Gomes destaca que o fato de os juros reais brasileiros serem tão altos, num contexto em que vários países do mundo têm taxas negativas, inibe o interesse de investimentos – internos e externos – no setor produtivo, base fundamental para a retomada do crescimento de qualquer nação.

“Não devemos ter ilusões. Não será somente reduzindo os juros que superaremos a realidade dramática de mais de 30 milhões de brasileiros, hoje, condenados ao desemprego ou a condições de subemprego. Há de se perguntar, por que essa queda não alancou o crescimento? Lembremos que nosso pibinho foi de 1%. A realidade mostra que reduzir os juros é somente um passo dentro da engrenagem do sistema. Não vemos empenho nenhum do governo em investir na retomada da economia, com o fomento de investimentos públicos e privados, para assim estimularmos a geração de emprego e reaquecermos nossa economia”, completa.

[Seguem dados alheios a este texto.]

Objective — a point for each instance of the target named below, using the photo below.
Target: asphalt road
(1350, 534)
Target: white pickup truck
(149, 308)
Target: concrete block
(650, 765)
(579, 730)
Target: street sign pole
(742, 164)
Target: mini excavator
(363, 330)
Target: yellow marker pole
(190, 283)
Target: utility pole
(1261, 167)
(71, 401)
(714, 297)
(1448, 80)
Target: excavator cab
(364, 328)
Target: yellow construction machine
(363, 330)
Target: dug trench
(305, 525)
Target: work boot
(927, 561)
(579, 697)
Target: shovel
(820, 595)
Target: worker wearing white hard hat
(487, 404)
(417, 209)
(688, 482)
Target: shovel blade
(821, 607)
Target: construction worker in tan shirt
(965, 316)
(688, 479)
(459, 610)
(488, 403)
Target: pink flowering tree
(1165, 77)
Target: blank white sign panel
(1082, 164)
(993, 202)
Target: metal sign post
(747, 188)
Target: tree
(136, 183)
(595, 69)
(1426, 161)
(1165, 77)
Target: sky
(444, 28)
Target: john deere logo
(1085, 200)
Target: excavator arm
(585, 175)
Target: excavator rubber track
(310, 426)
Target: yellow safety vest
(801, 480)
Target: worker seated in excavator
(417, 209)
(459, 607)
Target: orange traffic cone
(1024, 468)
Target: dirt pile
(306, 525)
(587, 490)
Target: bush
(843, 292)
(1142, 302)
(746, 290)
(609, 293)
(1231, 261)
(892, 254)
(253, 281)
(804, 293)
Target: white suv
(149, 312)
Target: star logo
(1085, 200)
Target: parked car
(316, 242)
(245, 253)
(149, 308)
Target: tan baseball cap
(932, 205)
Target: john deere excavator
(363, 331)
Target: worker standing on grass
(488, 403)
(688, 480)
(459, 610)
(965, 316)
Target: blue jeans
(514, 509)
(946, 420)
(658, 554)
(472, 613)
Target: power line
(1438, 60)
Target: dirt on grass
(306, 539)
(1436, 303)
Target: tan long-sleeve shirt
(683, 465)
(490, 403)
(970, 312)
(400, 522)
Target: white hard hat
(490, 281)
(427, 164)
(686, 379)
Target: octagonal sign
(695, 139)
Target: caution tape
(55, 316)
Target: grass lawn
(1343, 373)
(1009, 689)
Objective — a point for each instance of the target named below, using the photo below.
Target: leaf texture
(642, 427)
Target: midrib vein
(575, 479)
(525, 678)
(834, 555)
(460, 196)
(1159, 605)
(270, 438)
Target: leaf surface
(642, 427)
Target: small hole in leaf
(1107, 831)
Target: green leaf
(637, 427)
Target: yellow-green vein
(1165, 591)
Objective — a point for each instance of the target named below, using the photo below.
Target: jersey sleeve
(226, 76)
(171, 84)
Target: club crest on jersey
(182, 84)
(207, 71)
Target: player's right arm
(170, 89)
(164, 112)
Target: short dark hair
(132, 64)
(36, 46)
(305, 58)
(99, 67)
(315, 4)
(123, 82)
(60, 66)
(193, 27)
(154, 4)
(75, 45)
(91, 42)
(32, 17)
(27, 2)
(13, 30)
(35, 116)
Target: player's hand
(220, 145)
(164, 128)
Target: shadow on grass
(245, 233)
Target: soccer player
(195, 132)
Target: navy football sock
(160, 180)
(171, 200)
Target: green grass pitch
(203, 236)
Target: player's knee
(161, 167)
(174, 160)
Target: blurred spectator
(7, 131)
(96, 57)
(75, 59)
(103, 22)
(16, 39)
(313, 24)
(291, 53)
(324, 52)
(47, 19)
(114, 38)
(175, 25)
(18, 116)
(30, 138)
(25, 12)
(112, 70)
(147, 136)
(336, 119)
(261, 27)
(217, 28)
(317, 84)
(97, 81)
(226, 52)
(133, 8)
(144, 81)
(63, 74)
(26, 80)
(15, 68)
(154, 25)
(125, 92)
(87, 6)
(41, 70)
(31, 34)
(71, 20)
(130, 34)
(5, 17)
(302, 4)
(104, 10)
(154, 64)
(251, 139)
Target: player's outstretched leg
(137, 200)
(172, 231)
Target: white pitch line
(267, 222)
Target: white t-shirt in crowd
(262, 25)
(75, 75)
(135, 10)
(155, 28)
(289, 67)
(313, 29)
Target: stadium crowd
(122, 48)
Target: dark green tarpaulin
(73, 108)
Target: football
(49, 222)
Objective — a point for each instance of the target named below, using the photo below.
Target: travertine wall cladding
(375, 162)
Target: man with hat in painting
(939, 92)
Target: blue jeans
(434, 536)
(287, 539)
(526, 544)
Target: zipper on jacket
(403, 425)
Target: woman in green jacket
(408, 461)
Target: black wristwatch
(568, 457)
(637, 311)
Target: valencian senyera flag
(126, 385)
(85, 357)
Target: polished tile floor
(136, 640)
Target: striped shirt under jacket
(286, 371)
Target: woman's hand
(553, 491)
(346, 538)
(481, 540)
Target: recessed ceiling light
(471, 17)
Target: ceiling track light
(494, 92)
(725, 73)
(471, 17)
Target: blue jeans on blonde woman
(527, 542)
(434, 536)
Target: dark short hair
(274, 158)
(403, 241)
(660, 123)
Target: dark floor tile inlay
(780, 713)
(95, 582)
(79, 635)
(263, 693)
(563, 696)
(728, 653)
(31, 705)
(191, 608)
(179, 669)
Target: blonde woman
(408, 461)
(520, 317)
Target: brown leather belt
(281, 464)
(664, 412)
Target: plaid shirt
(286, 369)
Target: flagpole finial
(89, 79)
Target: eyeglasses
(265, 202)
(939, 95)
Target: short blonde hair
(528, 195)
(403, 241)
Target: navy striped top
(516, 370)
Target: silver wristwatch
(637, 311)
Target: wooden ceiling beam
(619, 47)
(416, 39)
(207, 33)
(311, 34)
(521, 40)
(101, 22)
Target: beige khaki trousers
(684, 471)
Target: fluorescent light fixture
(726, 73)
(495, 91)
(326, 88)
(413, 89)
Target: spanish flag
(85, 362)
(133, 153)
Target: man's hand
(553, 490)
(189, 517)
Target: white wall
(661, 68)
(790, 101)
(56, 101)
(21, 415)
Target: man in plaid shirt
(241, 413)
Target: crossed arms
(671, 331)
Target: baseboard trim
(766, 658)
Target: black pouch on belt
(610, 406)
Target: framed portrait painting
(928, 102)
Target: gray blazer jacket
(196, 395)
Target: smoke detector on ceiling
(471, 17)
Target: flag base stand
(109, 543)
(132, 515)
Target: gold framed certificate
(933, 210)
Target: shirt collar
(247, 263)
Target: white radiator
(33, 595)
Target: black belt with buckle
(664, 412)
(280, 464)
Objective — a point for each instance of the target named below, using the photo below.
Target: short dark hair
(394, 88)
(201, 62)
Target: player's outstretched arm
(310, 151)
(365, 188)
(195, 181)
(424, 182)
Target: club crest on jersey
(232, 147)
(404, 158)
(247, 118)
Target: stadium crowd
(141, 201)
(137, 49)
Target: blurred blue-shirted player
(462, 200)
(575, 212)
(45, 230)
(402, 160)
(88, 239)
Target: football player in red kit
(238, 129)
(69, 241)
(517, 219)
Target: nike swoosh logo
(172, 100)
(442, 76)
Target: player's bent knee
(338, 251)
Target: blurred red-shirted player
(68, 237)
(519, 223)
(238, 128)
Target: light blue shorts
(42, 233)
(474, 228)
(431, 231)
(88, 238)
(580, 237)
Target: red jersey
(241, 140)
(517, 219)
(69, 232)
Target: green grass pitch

Em nota divulgada ainda nesta quarta (21), o dirigente da Força Sindical, Paulo Pereira da Silva, também avaliou que a redução de 0,25 ponto percentual na Selic é insuficiente para alavancar a atividade econômica. “A redução é extremamente tímida e fica muito aquém daquilo que os brasileiros esperavam. Ela serve apenas como um pequeno alento. É acertar no medicamento mas errar feio na dosagem”, avalia.

Para a central, o conservadorismo do Copom segue mantendo a economia estrangulada, “inibindo os investimentos no setor produtivo, que gera emprego e renda, e impedindo a geração de novos postos de trabalho formais, cuja falta vem penalizando milhões de famílias brasileiras”.